JPMorgan Chase & Co.
(JPM) is the more profitable company, earning 20. 4% net margin versus -79. 0% for Butterfly Network, Inc. — meaning it keeps 20. 4% of every revenue dollar as bottom-line profit. Operating margin tells a similar story: JPM leads at 26. 0% versus -88. 5% for BFLY. At the gross margin level — before operating expenses — JPM leads at 59. 9%, reflecting greater pricing power or product mix advantage. Stronger margins indicate durable pricing power, lower cost of revenue, or higher mix of software/services. They are one of the clearest signs of business quality.
07Is FGMC or BFLY or JPM more undervalued right now?
Analyst consensus price targets imply the most upside for JPM: 5.
9% to $339. 75.
08Which pays a better dividend — FGMC or BFLY or JPM?
In this comparison, JPM (1.
9% yield) pays a dividend. FGMC, BFLY do not pay a meaningful dividend and should not be held primarily for income.
09Is FGMC or BFLY or JPM better for a retirement portfolio?
For long-horizon retirement investors, FG Merger Corp.

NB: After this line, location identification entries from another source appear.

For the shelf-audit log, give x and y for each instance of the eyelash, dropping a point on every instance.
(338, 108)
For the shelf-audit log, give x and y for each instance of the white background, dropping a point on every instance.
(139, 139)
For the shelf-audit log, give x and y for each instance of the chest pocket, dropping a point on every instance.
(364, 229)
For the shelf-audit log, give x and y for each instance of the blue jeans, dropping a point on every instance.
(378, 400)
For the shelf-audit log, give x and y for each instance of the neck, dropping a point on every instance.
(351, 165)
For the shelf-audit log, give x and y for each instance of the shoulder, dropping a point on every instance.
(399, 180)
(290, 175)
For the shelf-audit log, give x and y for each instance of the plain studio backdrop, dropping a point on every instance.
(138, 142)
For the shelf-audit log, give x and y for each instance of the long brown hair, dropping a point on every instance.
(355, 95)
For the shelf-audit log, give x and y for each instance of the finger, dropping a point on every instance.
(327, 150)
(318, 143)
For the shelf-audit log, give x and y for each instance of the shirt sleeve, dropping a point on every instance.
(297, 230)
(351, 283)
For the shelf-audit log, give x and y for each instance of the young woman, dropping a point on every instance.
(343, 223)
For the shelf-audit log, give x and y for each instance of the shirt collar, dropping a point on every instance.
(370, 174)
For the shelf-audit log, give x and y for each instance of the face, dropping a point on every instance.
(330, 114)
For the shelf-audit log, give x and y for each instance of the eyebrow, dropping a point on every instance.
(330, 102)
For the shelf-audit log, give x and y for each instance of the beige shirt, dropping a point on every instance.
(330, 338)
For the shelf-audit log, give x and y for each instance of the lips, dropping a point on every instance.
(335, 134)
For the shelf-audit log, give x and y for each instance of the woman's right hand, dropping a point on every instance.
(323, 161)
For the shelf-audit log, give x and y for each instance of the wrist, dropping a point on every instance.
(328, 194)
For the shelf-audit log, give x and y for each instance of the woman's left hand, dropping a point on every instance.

(FGMC) is the stronger choice — it scores higher on the combination of lower volatility, dividend reliability, and long-term compounding (low volatility (β -0. 02)). Butterfly Network, Inc. (BFLY) carries a higher beta of 3. 21 — meaning larger drawdowns in market downturns, which matters significantly when you cannot wait years for a recovery. Both have compounded well over 10 years (FGMC: +5. 0%, BFLY: -44. 0%), confirming both are viable long-term holds — but the lower-volatility option typically results in less emotional selling during corrections. Retirement portfolios generally favour predictability over maximum returns. Consult a financial advisor before making allocation decisions.
10What are the main differences between FGMC and BFLY and JPM?
These companies operate in different sectors (FGMC (Financial Services) and BFLY (Healthcare) and JPM (Financial Services)), which means they face different economic cycles, regulatory environments, and macro sensitivities — making direct comparison nuanced.
In terms of investment character: FGMC is a small-cap quality compounder stock; BFLY is a small-cap high-growth stock; JPM is a large-cap deep-value stock. JPM pays a dividend while FGMC, BFLY do not, making them suitable for different income and tax situations. These fundamental differences mean investors should not choose between them on a single metric — the "better stock" depends entirely on which of these characteristics aligns with your investment strategy.